防火ダンパーとは、火災時にダクト(風道)を自動的に閉鎖し、煙や炎が区画を越えて広がるのを防ぐ装置です。
建築基準法施行令に基づき、防火区画を貫通するダクトには原則として設置が義務付けられています。
空調設備・換気設備が普及した現代建築では、ダクトを通じて煙が一気に広がる危険があるため、防火ダンパーは建物の安全性を左右する重要な設備です。
1.【条文】
建築基準法2条9号の2(防火設備の定義)
建築基準法施行令第109条の(防火設備の技術的基準)
建築基準法施行令第112条(防火区画の構造)
【建築基準法施行令第112条第21項】
換気、暖房又は冷房の設備の風道が準耐火構造の防火区画を貫通する場合においては、当該風道の準耐火構造の防火区画を貫通する部分又はこれに近接する部分に、特定防火設備であって、次に掲げる要件を満たすものとして、国土交通大臣が定めた構造方法を用いるもの又は国土交通大臣の認定を受けたものを国土交通大臣が定める方法により設けなければならない。
1 火災により煙が発生した場合又は火災により温度が急激に上昇した場合に自動的に閉鎖するものであること。

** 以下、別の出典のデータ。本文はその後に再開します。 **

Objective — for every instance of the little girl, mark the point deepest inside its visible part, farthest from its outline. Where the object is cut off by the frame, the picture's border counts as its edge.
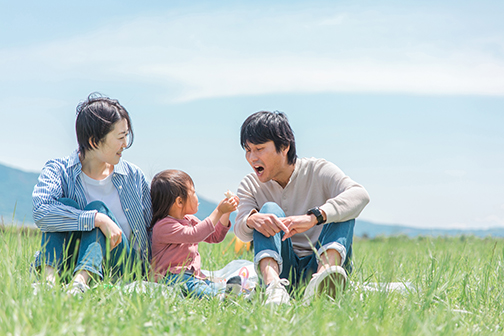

2 閉鎖した場合に防火上支障のない遮煙性能を有するものであること。
2.【解説・その他】
・防火ダンパーは、多区画建物のダクト、防火区画を貫通する空調ダクト、特定防火設備・防火設備で区画された部屋を貫通するダクト、竪穴区画(階段室・エレベーターシャフト等)を貫通するダクト、排煙設備と空調設備が混在する場合の接続部等に設置されます。
・防火ダンパーには温度ヒューズにより閉鎖するもの(FD)と、煙感知器等で感知し電動で閉鎖するもの(SFD)があります。

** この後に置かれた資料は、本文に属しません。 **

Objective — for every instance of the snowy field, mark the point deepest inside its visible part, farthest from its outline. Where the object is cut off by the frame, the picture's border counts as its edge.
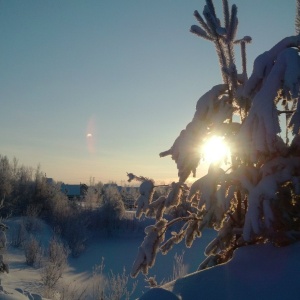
(255, 272)
(118, 253)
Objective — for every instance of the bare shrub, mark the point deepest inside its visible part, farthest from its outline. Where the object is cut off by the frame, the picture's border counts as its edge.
(31, 221)
(54, 266)
(76, 234)
(18, 236)
(33, 252)
(179, 268)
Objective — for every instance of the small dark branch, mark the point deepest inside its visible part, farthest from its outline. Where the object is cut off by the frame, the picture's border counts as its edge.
(285, 111)
(165, 153)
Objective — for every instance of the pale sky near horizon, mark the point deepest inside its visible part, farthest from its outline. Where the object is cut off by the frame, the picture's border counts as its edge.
(127, 72)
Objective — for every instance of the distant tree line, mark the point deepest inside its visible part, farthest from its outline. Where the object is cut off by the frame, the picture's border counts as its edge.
(25, 191)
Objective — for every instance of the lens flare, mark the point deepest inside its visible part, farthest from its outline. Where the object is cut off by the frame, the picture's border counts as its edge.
(215, 150)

・防火ダンパーの温度ヒューズには、用途に合わせて異なる設定温度が存在しますが、一般空調や事務室の換気ダクトには、通常72℃のヒューズが使用されます。
・以前は建築基準法施行令第112条第16項でしたが、法令改正等により現在は第21項になっています。
・防火設備の点検は「防火設備検査員」が行います。資格講習等は一般財団法人日本建築防災協会が実施しています。
・防火設備検査員制度は、防火設備の閉鎖不良による重大火災が相次いだことを受け、平成26年の法改正で創設されました。
・防火設備の点検報告は建築基準法令で定められています。
3.【FAQ】
Q1. 防火ダンパーという言葉はどこで出てきますか?ドレンチャー設備とは?|消防法令の定義を解説ドレンチャー設備とは?|消防法令の定義を解説
防火区画を貫通する風道に設ける防火設備の構造方法を定める件で出てきます。
Q2. 防火ダンパーは常時閉鎖しているタイプはあるのか?
風道(ダクト)に設けられるダンパーは、換気等に使用されるため、基本的に開放されています。開放されたまま火災が発生すると火炎の通り道となるため、熱や煙で閉鎖します。
Q3. 防火設備の点検は資格が必要なのか?
はい。 平成26年の法改正により、防火設備検査員が点検を行うことが義務化されました。 消防設備士では代行できません。